25 avril 2023
En juillet 2022, le PDG de la SNCF réclamait un plan d’investissement de 100 milliards d’euros sur quinze ans pour contribuer à la décarbonation des transports en doublant la part modale du train. En novembre 2022 par le Président de la République annonçait la création de RER dans dix métropoles. Le 24 février dernier, la Première ministre a dévoilé un plan de 100 milliards d’euros pour le ferroviaire d’ici 2040, à la suite de la remise le jour même du rapport du Conseil d’Orientation des Infrastructure (COI) « Investir plus et mieux dans les mobilités pour réussir leurs transitions« , le gouvernement choisissant de s’appuyer sur le scénario dit de « planification écologique » du COI.
Malheureusement, il s’agit plus d’effets de jambes du gouvernement que d’un réel plan d’adaptation et d’atténuation pour nos mobilités.
Mais tout d’abord, la SNCF et la Première ministre parlent-elles des mêmes 100 milliards d’euros ? Non, car les 100 milliards d’euros annoncés en grande pompe par la Première ministre correspondraient peu ou prou au budget prévisionnel cumulé de l’AFITF d’ici à 2040 (Agence de financement des infrastructures de transport de France), dont le budget annuel en 2023 est de l’ordre de 4 milliards d’euros.
Notons aussi que les 100 milliards d’euros du plan ferroviaire ne seront pas intégralement apportés par l’Etat, mais supportés par toutes les parties prenantes : opératrices, investisseuses, collectivités. Car depuis les instructions de la loi d’orientation des mobilités LOM, les collectivités locales à proximité des projets des grandes lignes ferroviaires contribuent au financement de ces projets. Et ce alors que les grands projets ne sont pas viables ni économiquement, ni au regard de l’environnement, ni d’un point de vue climatique (Grand projet ferroviaire du Sud-Ouest, Ligne nouvelle Montpellier Perpignan, etc.).
La promesse de 100 milliards d’euros n’en est donc pas une.

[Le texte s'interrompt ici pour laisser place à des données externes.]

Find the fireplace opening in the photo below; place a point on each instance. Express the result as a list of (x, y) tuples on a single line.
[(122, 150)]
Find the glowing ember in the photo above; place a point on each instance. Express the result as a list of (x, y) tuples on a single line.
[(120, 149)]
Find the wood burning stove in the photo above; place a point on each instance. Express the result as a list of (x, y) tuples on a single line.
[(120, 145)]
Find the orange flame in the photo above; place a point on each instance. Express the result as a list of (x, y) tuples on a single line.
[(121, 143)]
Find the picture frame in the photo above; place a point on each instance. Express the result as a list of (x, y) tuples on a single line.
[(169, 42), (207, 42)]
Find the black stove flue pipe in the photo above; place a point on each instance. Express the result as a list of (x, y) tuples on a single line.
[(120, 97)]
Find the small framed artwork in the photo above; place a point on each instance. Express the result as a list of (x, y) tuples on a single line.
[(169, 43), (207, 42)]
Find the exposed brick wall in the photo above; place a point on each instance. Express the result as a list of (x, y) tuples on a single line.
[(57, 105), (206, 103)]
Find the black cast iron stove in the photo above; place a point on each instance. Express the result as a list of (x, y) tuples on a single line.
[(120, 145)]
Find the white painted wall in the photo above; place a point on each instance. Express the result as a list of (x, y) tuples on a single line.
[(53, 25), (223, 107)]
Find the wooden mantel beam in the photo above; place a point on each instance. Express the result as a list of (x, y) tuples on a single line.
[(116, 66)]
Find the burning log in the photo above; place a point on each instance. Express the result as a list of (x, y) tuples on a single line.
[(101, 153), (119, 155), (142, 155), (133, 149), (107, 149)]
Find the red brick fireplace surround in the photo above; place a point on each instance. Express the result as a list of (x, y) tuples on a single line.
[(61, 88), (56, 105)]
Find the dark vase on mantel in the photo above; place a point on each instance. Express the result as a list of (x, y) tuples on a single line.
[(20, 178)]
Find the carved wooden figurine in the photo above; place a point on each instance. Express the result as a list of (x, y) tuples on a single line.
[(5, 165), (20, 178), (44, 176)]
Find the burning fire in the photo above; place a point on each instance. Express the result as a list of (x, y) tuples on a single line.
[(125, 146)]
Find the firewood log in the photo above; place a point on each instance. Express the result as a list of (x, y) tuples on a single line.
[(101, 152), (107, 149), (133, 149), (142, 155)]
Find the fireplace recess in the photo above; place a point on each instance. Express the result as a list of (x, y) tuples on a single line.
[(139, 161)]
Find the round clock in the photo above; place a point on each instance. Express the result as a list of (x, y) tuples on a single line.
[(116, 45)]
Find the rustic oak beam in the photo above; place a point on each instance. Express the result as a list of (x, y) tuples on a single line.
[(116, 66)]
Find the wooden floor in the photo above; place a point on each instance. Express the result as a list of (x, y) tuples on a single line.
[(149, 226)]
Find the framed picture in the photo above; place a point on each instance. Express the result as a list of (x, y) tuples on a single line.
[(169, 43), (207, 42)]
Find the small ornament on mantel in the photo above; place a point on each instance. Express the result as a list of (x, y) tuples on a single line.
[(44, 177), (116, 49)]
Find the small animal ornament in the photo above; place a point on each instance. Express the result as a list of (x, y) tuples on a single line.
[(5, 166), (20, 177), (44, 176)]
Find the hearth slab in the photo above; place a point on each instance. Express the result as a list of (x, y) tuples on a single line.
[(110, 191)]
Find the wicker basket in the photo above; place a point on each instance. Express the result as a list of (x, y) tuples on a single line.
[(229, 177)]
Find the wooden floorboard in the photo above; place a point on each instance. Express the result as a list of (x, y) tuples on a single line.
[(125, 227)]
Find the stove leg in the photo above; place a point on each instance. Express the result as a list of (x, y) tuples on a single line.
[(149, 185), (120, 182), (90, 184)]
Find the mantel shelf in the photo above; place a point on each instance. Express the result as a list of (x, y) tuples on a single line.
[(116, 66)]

Dans son allocution, la Première ministre parle de moyens exceptionnels : « Ces moyens exceptionnels seront dédiés à deux objectifs : mettre un terme au vieillissement du réseau ferré existant et le moderniser (soit 1 milliard d’euros supplémentaire par an pour la régénération du réseau et 500 millions d’euros par an pour sa modernisation) ; poursuivre le développement de nouvelles lignes et développer de nouveaux services avec les RER métropolitains ».
Quand bien même, le gouvernement honorerait ces moyens exceptionnels, cet engagement ne serait valable que pour la durée du présent mandat, soit 5 ans. Et non sur la durée jusqu’en 2040. Ce qui est très loin de répondre aux besoins d’investissements nécessaires, puisque la modernisation du réseau (signalétique, système embarqué, etc.) ne se chiffre pas en quelques centaines de millions d’euros mais en dizaine de milliards d’euros !
De plus la “planification écologique” de ce plan ne prévoit pas la régénération des petites lignes ferroviaires, des trains de nuit ou des trains d’équilibre du territoire (autant de réseaux qui s’effondrent complètement) qui permettraient d’atténuer l’impact de nos mobilités sur le réchauffement climatique et d’adapter nos pratiques. Au contraire, la grande ambition du plan ferroviaire semble être cette nouvelle lubie que sont les RER métropolitains et les grands projets. Et, il est prouvé que ces grands projets se font nécessairement aux dépens des réseaux existants des petites lignes ferroviaires, donc de tout impact écologique vertueux.
L’absence de planification et l’effet d’annonce ont donc du mal à cacher les profondes incohérences du gouvernement. D’un côté, il œuvre sans vergogne à dépenser plus de 110 milliards d’euros pour le bouclier tarifaire sur l’énergie pour l’activité économique du pays. D’un autre côté, il mise tout sur l’électrification de tous les usages, dont la mobilité. Et en parallèle, aucun discours cohérent n’est tenu de manière systémique sur l’énergie ni sur le retour à l’essentiel dans les mobilités du quotidien des citoyennes et citoyens : la démobilité, les modes de transports collectifs, les mobilités partagées et le vélo ? Rien.
Il n’y a donc, une fois de plus, presque rien à attendre du gouvernement, son plan ferroviaire étant d’une vacuité terrible. A l’heure de l’urgence climatique, des effondrements et alors que la question de l’énergie devient cruellement préoccupante, les citoyennes et citoyens méritent mieux que des annonces marketing qui ne sont que des rêves évanescents des politiques d’un autre âge sur les transports.